6.5. Error Analysis and Qualitative Insights
Beyond aggregate metrics, we manually inspected a sample of misclassified tweets to understand the remaining challenges. Three themes emerged: sarcasm, dialectal variation and emoji–text mismatch. Sarcastic tweets often convey a negative sentiment using positive words, such as “What a wonderful service 🙄”, which was misclassified by the traditional SVM but correctly handled by AraBERT. Dialectal variation posed difficulties for words unseen in Modern Standard Arabic; for instance, the Levantine expression “شو هالحكي” (“What is this talk?”) was misinterpreted by baseline models. Finally, an emoji–text mismatch occurred when the emoji contradicted the textual sentiment; for example, a tweet complaining about bad service but ending with a heart emoji confused the lexical models. These observations suggest that future work should explore sarcasm detection and dialect-aware modeling.

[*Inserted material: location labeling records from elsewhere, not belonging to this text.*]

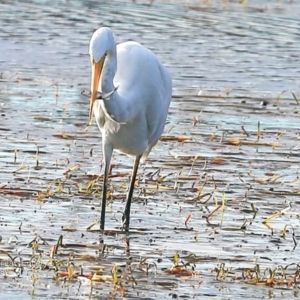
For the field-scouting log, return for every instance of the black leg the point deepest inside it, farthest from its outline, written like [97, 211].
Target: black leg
[126, 216]
[107, 151]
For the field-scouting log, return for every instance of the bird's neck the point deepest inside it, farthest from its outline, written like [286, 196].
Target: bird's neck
[108, 73]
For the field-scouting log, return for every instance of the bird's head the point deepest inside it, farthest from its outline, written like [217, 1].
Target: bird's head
[101, 43]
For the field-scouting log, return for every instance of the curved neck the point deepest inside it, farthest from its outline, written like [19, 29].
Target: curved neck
[109, 71]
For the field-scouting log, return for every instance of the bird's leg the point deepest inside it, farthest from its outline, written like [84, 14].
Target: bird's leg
[107, 158]
[126, 215]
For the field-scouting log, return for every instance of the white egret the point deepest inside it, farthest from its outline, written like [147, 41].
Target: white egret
[135, 92]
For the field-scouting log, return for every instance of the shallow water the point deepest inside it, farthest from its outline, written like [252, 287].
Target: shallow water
[225, 59]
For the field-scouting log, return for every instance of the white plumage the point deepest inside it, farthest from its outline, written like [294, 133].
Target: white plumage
[136, 92]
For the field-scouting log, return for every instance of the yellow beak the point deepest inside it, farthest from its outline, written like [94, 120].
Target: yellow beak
[96, 74]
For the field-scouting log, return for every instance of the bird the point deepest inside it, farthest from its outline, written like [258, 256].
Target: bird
[131, 91]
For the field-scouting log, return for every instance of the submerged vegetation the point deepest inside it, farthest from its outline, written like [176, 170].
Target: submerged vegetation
[216, 205]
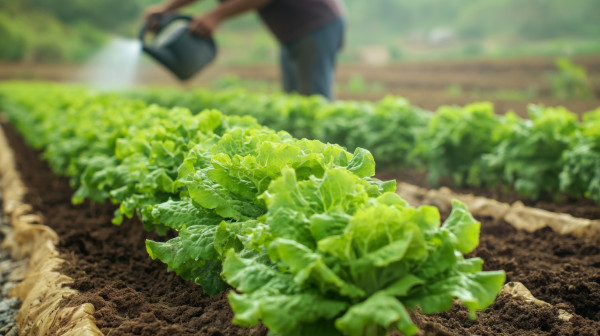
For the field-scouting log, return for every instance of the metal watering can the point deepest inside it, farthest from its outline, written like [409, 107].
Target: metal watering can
[175, 47]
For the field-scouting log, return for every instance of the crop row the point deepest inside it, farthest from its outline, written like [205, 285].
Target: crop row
[311, 243]
[551, 153]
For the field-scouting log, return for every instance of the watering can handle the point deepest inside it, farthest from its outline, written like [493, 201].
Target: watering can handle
[162, 22]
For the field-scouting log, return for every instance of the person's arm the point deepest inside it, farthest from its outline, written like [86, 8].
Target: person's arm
[164, 8]
[204, 25]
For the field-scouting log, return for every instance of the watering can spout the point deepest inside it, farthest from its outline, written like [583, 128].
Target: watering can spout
[176, 48]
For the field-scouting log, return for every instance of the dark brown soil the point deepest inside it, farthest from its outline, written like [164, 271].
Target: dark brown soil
[583, 208]
[136, 296]
[561, 270]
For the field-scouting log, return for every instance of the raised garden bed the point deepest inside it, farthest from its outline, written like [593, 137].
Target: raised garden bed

6.6. Discussion on Emoji-Driven Labeling Bias
Our dataset uses distant supervision: tweets were initially labeled as positive or negative based on the presence of positive or negative emojis. In subsequent experiments, we remove the emojis from the training text and then use them as features, raising the concern of label–feature circularity. To mitigate this bias, we randomly sampled 1000 tweets and manually verified their sentiment; the agreement between emoji-based labels and human judgment was 94%. Moreover, removing the emoji vector from the hybrid model decreased accuracy only modestly (85.9% → 84.3%), indicating that the models leverage diverse signals beyond the labeling cues. Nevertheless, we acknowledge that distant supervision can inflate performance and recommend that future studies incorporate manually annotated datasets to validate findings. The 1000-tweet sample was stratified across sentiment classes to ensure proportional representation of both positive and negative labels. Two independent annotators labeled the sample, achieving a Cohen’s kappa of 0.89, indicating strong inter-annotator agreement. Disagreements were resolved through discussion to establish the final ground truth labels.
7. Conclusions
This paper has presented a framework for Arabic sentiment analysis that successfully integrates the strengths of traditional feature engineering and deep learning models. By systematically evaluating four distinct modeling strategies, we have demonstrated a clear performance progression, culminating in a fine-tuned AraBERT model that achieves a state-of-the-art accuracy of 93.45% on a large-scale Arabic Twitter dataset. Our work makes several significant contributions, including a hybrid architecture, a deep mathematical formulation of the AI encoder, and a robust, open-source implementation that serves as a valuable benchmark for the research community. The results confirm that while traditional methods provide a strong baseline, the contextual understanding of Transformer-based models is essential for tackling the complexities of Arabic social media text. The success of our hybrid model also highlights the complementary nature of different feature types. Future work will focus on extending this framework to handle multi-class sentiment (including neutral and sarcastic classes), exploring more advanced fusion techniques, and adapting the model for real-time, low-latency applications through techniques like model distillation and quantization.